Sainsbury’s and major UK rivals including market leader Tesco, Asda, and Morrisons are grappling with the rapid growth of discounters Aldi and Lidl.
They are also having to cope with more expensive food imports due to a weaker pound since the UK voted to leave the EU, while consumer spending is under pressure from rising inflation, subdued wage growth and economic uncertainty.
Earlier this week, Marks & Spencer said it faced “stronger headwinds” in food and was slowing openings of its upmarket convenience stores.
Shares in Sainsbury‘s, which acquired electricals and toys retailer Argos last year, were down 2.4% at one stage after it said growth in like-for-like sales, excluding fuel, slowed to 0.6% in its second quarter to September 23, from 2.3% in the previous quarter.
Shares in Tesco, Morrisons and M&S were also down.
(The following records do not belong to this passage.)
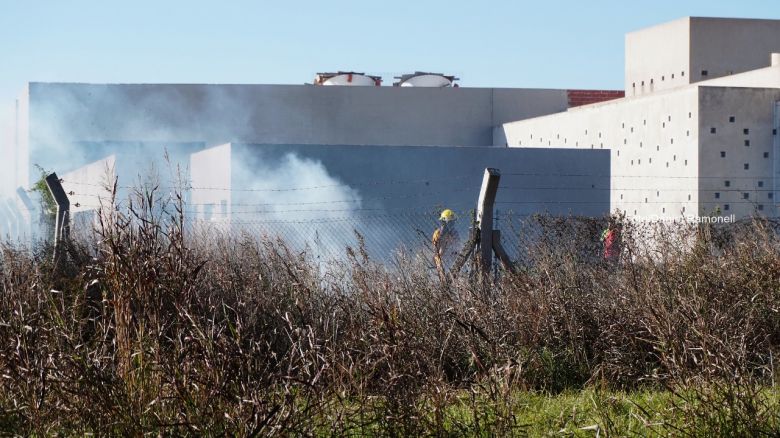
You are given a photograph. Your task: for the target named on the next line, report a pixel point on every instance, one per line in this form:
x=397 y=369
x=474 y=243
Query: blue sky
x=563 y=44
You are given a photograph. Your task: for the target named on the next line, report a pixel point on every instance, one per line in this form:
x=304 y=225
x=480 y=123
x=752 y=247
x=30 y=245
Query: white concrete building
x=680 y=144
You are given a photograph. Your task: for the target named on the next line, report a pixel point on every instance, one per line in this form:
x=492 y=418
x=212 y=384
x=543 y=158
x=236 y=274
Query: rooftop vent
x=348 y=78
x=424 y=79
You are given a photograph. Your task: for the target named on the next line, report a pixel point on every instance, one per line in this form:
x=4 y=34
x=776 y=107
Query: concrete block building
x=696 y=134
x=62 y=126
x=391 y=194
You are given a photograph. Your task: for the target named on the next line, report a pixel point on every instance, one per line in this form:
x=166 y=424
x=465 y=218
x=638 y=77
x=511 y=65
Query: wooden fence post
x=487 y=198
x=62 y=223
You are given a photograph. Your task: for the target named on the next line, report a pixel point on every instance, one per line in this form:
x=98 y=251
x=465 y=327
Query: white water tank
x=427 y=80
x=349 y=79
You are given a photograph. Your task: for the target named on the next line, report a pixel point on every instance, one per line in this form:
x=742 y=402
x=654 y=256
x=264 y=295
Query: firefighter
x=444 y=241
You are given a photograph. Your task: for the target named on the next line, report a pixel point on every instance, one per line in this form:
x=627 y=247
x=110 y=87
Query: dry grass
x=149 y=331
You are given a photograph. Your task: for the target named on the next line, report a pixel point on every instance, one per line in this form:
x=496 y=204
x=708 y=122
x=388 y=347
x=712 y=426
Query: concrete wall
x=61 y=114
x=725 y=46
x=653 y=144
x=768 y=77
x=658 y=57
x=391 y=194
x=667 y=149
x=211 y=170
x=737 y=129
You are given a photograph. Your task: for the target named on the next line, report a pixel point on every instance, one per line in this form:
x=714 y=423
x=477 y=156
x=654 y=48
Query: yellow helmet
x=447 y=215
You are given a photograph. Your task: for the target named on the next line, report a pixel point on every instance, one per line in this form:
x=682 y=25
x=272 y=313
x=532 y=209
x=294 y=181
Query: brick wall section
x=585 y=97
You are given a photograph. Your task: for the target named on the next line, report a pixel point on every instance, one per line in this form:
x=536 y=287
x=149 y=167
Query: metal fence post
x=62 y=223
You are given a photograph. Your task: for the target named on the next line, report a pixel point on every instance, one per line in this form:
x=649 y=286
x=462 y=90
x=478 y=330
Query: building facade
x=682 y=145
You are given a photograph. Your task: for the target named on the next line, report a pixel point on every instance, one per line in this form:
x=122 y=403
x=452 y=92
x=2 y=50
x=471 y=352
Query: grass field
x=149 y=330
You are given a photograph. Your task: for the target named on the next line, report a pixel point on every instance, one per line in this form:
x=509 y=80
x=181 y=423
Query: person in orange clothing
x=444 y=241
x=611 y=238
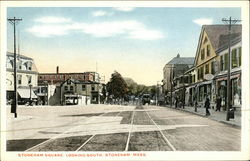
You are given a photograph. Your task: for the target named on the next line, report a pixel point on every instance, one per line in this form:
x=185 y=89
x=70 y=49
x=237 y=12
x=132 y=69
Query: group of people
x=207 y=105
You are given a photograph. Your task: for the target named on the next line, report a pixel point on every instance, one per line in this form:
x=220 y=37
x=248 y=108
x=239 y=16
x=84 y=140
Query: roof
x=182 y=60
x=218 y=34
x=18 y=55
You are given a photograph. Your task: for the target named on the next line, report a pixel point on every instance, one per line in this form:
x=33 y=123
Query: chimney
x=57 y=69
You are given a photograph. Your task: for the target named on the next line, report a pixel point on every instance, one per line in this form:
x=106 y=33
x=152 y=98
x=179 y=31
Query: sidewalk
x=215 y=115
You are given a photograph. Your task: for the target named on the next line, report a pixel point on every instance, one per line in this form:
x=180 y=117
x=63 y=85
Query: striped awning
x=25 y=93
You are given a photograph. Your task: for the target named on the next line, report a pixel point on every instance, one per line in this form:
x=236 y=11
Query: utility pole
x=229 y=99
x=14 y=22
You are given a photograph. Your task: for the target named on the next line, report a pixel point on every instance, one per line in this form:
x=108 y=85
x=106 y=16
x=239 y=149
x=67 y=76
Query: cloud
x=203 y=21
x=100 y=13
x=130 y=29
x=49 y=30
x=146 y=34
x=51 y=19
x=124 y=9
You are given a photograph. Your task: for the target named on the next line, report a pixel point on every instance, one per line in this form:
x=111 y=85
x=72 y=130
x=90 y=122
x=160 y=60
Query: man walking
x=207 y=106
x=218 y=103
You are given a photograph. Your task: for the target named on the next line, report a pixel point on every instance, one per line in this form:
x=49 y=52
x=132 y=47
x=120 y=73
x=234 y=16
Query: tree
x=117 y=87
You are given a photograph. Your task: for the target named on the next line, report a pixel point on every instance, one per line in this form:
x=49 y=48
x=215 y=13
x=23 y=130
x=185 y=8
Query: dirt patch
x=141 y=118
x=85 y=115
x=107 y=142
x=148 y=141
x=111 y=114
x=63 y=144
x=22 y=145
x=126 y=117
x=139 y=108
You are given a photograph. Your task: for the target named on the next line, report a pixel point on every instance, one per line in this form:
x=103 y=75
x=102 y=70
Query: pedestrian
x=207 y=106
x=176 y=102
x=195 y=106
x=218 y=103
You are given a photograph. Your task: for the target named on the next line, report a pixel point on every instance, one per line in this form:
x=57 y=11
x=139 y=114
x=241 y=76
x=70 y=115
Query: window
x=205 y=40
x=19 y=79
x=221 y=63
x=234 y=59
x=239 y=56
x=207 y=69
x=202 y=72
x=199 y=75
x=213 y=67
x=202 y=54
x=208 y=50
x=84 y=87
x=29 y=79
x=226 y=61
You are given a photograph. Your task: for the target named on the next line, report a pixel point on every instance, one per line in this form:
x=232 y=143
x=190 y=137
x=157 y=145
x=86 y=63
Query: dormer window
x=202 y=54
x=205 y=40
x=208 y=50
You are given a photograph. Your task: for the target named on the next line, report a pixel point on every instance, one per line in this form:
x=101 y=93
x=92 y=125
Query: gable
x=205 y=49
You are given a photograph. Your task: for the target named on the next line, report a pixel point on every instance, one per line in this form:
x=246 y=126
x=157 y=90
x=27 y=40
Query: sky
x=135 y=41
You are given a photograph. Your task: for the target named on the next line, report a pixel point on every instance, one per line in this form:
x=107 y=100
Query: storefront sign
x=208 y=76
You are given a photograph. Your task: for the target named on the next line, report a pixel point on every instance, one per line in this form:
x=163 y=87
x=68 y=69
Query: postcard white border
x=194 y=155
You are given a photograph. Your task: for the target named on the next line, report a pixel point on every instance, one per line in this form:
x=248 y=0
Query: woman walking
x=207 y=106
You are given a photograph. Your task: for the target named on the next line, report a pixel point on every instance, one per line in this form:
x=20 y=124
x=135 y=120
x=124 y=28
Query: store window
x=213 y=67
x=202 y=54
x=207 y=69
x=208 y=50
x=226 y=61
x=240 y=56
x=221 y=63
x=236 y=92
x=202 y=72
x=29 y=79
x=19 y=79
x=234 y=63
x=84 y=87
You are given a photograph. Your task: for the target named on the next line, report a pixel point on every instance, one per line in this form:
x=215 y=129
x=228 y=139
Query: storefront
x=235 y=89
x=204 y=91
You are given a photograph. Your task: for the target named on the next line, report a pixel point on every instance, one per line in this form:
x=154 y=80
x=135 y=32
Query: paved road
x=117 y=128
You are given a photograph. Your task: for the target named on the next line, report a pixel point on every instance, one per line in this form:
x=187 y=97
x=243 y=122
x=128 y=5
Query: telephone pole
x=14 y=21
x=229 y=99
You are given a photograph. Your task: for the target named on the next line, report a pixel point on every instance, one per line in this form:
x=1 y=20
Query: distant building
x=212 y=58
x=78 y=92
x=208 y=77
x=26 y=77
x=58 y=78
x=174 y=68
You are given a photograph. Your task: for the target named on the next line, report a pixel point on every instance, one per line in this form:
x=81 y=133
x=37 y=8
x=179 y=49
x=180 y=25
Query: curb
x=224 y=122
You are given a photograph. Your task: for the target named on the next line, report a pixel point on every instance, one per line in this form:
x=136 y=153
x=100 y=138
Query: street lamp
x=230 y=21
x=30 y=85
Analysts at Bernstein said Sainsbury’s second-quarter outcome was 1.3 percentage points below consensus expectations.
“The fall in like-for-like sales growth is coming from both grocery and general merchandise,” they said.
Sainsbury’s chief executive Mike Coupe said that the outcome partly reflected a programme to close around 100 Argos concessions in Homebase DIY stores and a “fairly soggy summer”.
“If you look at the more recent market data, we are at least holding our own, if not performing better than the overall market,” he told reporters.
“We’re pleased with the overall half (like-for-like sales up 1.6%) ... you have to look at it in the round,” he said.
However, he said that UK consumers were currently “very value conscious”.
Sainsbury’s first-half underlying pretax profit fell 9% to £251m (€284m) ahead of analysts’ average forecast of £241m but down from £277m in the same period last year.
The outcome reflected efforts to keep prices low despite rising inflation, higher staff wages and the inclusion of the seasonally lossmaking Argos business in the results, partly offset by synergies and cost savings.
Sainsbury’s forecast full-year profit in line with analysts’ average forecast of £572m, down from £581m in 2016-2017 — a fourth straight decline.
It said that it would have 165 Argos stores in its supermarkets by Christmas and was on track to deliver £160m of ‘synergy’ benefits from the acquisition six months ahead of schedule.
Sainsbury’s, which last month said that it was seeking to cut up to 2,000 jobs, has exceeded its cost- savings target and will achieve £540m over three years.